Comprehensive details on how multidisciplinary care is applied during a patient’s treatment journey, with a focus on pulmonology and critical care.

Mark D. Pegram, MD: Breast cancer is a very complex disease. As you know, there are multiple subtypes, and most of those subtypes have subtypes within them. Indeed, it’s been said that breast cancer is like snowflakes: there are probably no 2 cases that are identical in terms of actual mutational profiles of an individual’s tumors. So it’s a very complex situation. Consequently, it’s necessary to engage multiple disciplines in medical sciences to diagnose and treat breast cancer definitively.
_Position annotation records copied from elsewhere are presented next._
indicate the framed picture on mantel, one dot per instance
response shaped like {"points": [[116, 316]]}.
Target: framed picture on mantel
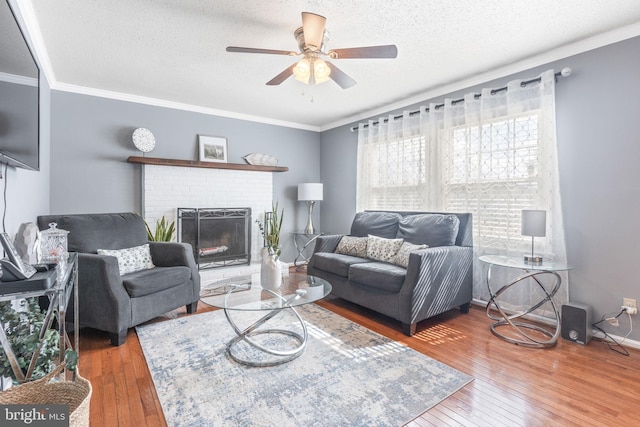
{"points": [[213, 149]]}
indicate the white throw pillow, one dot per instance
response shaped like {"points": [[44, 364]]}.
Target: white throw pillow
{"points": [[131, 259], [354, 246], [402, 257], [382, 249]]}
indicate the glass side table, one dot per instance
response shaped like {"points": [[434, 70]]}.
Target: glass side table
{"points": [[521, 329], [59, 296], [302, 241]]}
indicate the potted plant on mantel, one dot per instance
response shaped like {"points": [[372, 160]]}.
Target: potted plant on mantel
{"points": [[164, 231], [271, 269]]}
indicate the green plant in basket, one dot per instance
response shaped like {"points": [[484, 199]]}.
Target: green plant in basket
{"points": [[164, 230], [21, 327], [271, 230]]}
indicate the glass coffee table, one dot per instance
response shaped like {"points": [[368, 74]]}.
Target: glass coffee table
{"points": [[245, 294]]}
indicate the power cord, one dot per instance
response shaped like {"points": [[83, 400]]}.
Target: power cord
{"points": [[608, 338], [4, 210]]}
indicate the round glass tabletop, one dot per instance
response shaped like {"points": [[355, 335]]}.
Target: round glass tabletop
{"points": [[246, 293], [504, 261]]}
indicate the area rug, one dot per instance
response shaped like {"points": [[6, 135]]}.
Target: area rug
{"points": [[347, 376]]}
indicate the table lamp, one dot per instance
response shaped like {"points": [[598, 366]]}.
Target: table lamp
{"points": [[309, 192], [534, 224]]}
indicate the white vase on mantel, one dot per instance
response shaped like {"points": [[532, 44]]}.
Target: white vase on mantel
{"points": [[270, 271]]}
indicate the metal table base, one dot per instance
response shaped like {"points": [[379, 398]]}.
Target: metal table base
{"points": [[282, 355]]}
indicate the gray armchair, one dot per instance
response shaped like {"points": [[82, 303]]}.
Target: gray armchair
{"points": [[112, 302]]}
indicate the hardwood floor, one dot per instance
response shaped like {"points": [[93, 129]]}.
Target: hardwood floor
{"points": [[567, 385]]}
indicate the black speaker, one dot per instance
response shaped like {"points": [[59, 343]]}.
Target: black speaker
{"points": [[576, 322]]}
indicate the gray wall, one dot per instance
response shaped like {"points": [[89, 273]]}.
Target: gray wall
{"points": [[91, 140], [598, 128]]}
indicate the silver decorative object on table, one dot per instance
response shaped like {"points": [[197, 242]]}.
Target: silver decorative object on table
{"points": [[53, 244], [260, 159]]}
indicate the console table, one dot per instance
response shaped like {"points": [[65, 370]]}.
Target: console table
{"points": [[65, 278], [520, 329]]}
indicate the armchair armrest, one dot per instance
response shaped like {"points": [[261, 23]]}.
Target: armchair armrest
{"points": [[170, 254], [437, 280], [103, 300], [327, 243]]}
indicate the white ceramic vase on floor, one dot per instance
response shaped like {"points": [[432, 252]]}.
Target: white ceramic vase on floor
{"points": [[270, 271]]}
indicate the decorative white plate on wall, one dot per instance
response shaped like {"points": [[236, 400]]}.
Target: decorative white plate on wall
{"points": [[144, 140], [260, 159]]}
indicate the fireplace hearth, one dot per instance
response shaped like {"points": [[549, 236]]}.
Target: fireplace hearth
{"points": [[220, 237]]}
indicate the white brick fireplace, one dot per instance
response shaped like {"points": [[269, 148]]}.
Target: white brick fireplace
{"points": [[167, 188]]}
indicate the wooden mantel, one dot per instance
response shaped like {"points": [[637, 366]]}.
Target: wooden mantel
{"points": [[211, 165]]}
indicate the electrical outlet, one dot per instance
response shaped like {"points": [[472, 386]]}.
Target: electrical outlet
{"points": [[630, 305]]}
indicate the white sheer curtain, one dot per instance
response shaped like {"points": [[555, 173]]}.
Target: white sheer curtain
{"points": [[492, 155]]}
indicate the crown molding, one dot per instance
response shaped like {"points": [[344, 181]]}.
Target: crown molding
{"points": [[20, 80], [65, 87], [26, 16], [563, 52]]}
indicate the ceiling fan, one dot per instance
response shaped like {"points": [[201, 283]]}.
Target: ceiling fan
{"points": [[312, 69]]}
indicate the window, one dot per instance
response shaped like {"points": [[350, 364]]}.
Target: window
{"points": [[493, 169], [396, 174]]}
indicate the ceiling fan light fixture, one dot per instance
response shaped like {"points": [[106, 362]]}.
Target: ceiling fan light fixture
{"points": [[302, 70], [311, 71], [321, 71]]}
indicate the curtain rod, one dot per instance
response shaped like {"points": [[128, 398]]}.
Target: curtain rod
{"points": [[565, 72]]}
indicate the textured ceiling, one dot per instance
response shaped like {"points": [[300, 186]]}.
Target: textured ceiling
{"points": [[174, 50]]}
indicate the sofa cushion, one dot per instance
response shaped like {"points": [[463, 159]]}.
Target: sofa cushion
{"points": [[350, 245], [429, 229], [146, 282], [378, 275], [131, 259], [381, 249], [336, 263], [88, 232], [382, 224], [402, 257]]}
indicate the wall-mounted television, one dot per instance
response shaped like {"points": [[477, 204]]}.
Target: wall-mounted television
{"points": [[19, 95]]}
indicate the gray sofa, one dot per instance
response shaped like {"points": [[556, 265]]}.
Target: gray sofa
{"points": [[436, 279], [112, 302]]}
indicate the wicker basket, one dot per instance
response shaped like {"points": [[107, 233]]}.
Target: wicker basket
{"points": [[76, 394]]}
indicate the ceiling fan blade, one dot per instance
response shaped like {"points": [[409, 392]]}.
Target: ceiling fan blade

To do that, in my opinion, it’s required to have experts from a range of medical disciplines to make the correct diagnosis, establish prognosis, and direct the appropriate therapies. For example, a patient who’s having routine annual mammographic screening relies on the mammography unit and also the radiologist, who’s interpreting the mammographic images to make the right calls and doing callbacks in case additional views need to be taken. Sometimes, ultrasonography needs to be done to adequately stage breast cancers, and MRI can be necessary for this disease as well. That’s a whole discipline unto itself of breast imaging that has experts that focus only on that issue.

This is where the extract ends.